Israeli officials accused the Times of diverting attention from that report. “Aware of the report and its release date, the night before its release, The New York Times ran a shameful attack on Israel, belittling Hamas’s sexual crimes,” Israel’s Foreign Ministry said. “That tells you everything about The New York Times’s agenda.”
According to the Jewish News Syndicate, critics have demolished Kristof’s sources.

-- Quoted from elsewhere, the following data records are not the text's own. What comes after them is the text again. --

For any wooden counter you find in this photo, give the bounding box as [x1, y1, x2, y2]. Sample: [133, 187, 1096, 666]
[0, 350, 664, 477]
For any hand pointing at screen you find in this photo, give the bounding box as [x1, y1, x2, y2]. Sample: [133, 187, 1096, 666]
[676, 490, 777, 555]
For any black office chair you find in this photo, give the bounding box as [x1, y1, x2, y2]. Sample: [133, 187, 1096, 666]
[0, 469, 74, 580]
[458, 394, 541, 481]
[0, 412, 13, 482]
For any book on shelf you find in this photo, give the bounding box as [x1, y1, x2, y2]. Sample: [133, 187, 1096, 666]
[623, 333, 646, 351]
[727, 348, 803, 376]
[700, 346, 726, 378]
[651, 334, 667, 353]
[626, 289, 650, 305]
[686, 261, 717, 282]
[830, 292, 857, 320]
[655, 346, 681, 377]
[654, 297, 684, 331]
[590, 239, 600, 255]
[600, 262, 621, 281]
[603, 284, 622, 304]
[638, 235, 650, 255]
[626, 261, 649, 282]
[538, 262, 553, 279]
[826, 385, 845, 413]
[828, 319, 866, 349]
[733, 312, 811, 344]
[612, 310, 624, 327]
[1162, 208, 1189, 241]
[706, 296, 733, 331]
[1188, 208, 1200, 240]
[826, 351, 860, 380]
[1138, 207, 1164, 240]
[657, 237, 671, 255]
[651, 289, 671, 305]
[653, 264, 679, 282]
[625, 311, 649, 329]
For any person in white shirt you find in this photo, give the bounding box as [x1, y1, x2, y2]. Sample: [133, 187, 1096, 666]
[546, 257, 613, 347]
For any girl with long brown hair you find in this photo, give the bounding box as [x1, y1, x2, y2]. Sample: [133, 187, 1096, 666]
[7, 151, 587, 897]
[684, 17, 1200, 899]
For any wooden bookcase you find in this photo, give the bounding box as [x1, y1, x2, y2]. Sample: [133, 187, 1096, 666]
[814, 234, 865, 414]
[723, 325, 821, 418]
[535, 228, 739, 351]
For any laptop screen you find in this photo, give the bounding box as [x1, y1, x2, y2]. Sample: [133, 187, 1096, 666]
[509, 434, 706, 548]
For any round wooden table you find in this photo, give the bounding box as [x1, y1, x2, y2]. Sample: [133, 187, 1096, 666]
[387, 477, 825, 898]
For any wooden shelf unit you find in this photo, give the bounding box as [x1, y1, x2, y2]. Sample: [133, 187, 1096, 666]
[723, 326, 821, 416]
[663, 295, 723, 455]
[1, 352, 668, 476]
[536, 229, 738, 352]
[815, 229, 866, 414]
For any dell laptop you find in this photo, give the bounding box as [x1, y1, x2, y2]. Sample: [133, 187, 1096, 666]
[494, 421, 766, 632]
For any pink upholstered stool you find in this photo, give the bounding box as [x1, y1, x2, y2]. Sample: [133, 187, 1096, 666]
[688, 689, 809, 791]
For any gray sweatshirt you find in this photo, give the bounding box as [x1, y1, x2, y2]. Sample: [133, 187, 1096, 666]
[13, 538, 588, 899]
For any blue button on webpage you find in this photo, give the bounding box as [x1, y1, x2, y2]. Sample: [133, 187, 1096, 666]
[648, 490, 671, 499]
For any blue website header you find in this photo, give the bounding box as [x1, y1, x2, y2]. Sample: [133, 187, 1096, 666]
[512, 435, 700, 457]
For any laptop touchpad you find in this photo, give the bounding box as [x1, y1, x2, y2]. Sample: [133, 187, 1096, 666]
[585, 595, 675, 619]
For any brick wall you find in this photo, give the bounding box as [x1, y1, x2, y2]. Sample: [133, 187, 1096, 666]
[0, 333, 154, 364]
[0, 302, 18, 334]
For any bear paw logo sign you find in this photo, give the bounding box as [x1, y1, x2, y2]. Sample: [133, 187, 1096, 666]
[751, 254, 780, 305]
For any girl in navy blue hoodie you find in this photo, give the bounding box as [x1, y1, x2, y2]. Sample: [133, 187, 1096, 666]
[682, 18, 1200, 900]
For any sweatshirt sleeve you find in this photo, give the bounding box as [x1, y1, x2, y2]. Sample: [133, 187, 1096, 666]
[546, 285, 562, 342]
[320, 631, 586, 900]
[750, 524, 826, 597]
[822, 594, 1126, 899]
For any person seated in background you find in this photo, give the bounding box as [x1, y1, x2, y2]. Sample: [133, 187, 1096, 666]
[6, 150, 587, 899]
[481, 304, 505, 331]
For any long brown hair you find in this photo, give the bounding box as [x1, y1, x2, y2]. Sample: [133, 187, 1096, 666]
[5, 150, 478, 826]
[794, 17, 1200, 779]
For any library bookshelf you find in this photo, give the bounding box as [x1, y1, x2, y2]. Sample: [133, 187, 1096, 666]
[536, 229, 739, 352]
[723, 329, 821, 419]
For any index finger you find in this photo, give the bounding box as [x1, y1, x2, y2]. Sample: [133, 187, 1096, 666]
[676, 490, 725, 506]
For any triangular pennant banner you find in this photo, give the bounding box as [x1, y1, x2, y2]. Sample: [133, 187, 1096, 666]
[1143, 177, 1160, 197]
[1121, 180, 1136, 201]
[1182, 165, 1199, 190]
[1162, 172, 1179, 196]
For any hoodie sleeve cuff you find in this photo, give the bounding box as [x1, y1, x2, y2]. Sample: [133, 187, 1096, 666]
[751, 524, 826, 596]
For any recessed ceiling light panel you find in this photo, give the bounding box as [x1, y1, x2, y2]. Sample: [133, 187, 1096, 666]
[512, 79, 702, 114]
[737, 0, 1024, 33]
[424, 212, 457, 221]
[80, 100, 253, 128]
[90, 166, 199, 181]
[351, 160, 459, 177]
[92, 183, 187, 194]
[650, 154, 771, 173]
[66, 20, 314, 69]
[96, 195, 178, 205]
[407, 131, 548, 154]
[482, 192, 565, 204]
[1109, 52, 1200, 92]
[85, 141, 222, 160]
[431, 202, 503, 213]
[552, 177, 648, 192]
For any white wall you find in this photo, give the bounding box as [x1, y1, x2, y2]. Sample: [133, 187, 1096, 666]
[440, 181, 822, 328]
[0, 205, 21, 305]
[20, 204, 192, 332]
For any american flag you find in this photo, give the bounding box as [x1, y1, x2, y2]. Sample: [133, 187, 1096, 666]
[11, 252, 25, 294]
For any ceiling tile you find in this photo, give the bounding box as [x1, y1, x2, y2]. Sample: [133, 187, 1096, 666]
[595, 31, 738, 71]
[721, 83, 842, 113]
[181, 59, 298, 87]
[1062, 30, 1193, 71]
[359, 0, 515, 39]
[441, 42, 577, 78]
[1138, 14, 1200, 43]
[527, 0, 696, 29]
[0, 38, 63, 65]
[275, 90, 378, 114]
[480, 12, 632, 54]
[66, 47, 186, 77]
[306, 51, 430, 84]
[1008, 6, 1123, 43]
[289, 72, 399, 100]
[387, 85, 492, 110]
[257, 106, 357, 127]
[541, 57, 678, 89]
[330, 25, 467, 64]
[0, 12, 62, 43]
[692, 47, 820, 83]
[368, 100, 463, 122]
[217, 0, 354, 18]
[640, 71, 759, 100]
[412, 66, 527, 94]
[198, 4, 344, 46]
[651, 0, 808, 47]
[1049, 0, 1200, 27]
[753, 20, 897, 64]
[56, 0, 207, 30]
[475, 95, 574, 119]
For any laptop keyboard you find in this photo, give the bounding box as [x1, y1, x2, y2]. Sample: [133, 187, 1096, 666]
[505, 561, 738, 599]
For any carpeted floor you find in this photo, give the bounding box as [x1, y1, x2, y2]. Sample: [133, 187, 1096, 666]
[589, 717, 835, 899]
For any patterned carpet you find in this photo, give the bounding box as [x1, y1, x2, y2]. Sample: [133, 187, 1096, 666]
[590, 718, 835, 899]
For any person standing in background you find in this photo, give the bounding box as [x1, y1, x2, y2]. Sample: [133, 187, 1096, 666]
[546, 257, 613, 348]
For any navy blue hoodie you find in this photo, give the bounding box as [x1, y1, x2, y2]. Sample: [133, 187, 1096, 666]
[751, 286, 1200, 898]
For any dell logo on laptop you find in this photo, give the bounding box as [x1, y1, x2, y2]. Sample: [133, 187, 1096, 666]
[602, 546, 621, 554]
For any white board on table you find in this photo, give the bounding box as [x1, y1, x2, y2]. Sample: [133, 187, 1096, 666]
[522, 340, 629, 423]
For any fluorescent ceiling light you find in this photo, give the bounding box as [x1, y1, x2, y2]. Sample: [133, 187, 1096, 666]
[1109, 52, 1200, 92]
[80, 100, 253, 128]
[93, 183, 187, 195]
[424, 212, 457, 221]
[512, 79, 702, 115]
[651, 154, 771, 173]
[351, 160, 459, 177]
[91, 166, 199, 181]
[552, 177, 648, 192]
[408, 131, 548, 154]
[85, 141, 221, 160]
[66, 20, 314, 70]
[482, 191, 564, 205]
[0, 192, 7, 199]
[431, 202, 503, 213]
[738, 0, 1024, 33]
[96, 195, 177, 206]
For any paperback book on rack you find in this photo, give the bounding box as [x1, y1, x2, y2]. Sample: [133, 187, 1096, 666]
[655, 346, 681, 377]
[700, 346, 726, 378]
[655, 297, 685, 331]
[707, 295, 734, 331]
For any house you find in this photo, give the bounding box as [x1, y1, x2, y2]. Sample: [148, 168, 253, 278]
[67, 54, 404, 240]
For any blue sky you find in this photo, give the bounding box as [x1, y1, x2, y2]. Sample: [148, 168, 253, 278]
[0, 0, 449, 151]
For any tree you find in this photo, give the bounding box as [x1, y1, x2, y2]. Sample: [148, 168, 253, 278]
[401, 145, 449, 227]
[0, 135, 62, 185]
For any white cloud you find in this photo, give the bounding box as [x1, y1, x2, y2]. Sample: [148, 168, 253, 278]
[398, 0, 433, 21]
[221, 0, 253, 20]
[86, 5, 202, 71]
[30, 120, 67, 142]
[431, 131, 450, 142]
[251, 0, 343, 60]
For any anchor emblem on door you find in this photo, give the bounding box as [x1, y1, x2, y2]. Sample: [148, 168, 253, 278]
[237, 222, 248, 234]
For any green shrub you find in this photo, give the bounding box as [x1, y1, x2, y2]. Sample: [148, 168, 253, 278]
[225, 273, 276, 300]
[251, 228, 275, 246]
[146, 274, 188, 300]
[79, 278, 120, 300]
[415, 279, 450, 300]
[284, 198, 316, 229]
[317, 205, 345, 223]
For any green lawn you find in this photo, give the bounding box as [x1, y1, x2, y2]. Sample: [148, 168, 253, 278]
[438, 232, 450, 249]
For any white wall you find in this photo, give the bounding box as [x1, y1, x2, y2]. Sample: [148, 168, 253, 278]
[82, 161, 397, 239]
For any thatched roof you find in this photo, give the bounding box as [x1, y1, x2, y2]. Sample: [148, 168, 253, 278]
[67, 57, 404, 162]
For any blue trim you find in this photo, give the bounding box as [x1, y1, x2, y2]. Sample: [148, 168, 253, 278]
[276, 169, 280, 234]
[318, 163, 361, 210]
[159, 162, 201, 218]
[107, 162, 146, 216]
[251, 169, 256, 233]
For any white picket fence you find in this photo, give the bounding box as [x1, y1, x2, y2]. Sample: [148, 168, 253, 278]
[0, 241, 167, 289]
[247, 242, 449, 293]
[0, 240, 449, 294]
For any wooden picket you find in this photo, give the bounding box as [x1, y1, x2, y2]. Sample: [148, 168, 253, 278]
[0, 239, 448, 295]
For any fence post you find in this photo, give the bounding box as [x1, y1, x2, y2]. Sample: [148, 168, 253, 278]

He cited a report by Euro-Med Human Rights Monitor, a Geneva-based group that accuses Israel of “systematic sexual violence” as part of “organized state policy.” NGO Monitor, a Jerusalem-based watchdog, has reported that key Euro-Med figures have alleged links to Hamas, including founder and chairman Ramy Abdu, who appeared on a 2013 Israeli list of Hamas’s “main operatives and institutions” in Europe.
Kristof also cited the Committee to Protect Journalists, calling it “a respected American organization.” In 2024, investigative journalist David Collier accused the group of repeating Hamas propaganda in a report alleging that Israel targeted journalists in Gaza.
Kristof appeared to accept the allegations as credible, writing, “[O]ur American tax dollars subsidize the Israeli security establishment, so this is sexual violence in which the United States is complicit.”
He also referenced the Sde Teiman affair, in which five IDF reservists serving in Force 100, a Military Police unit responsible for high-risk security prisoners, were indicted in 2025 over accusations of sexually abusing a Palestinian prisoner. The case was later dropped, and the reservists were reinstated.
Calls for a boycott of The New York Times have grown in recent days, with Jewish leaders, activists, and public figures urging subscribers to cancel. The rally ended after about an hour with protesters singing Israel’s national anthem, “Hatikvah.”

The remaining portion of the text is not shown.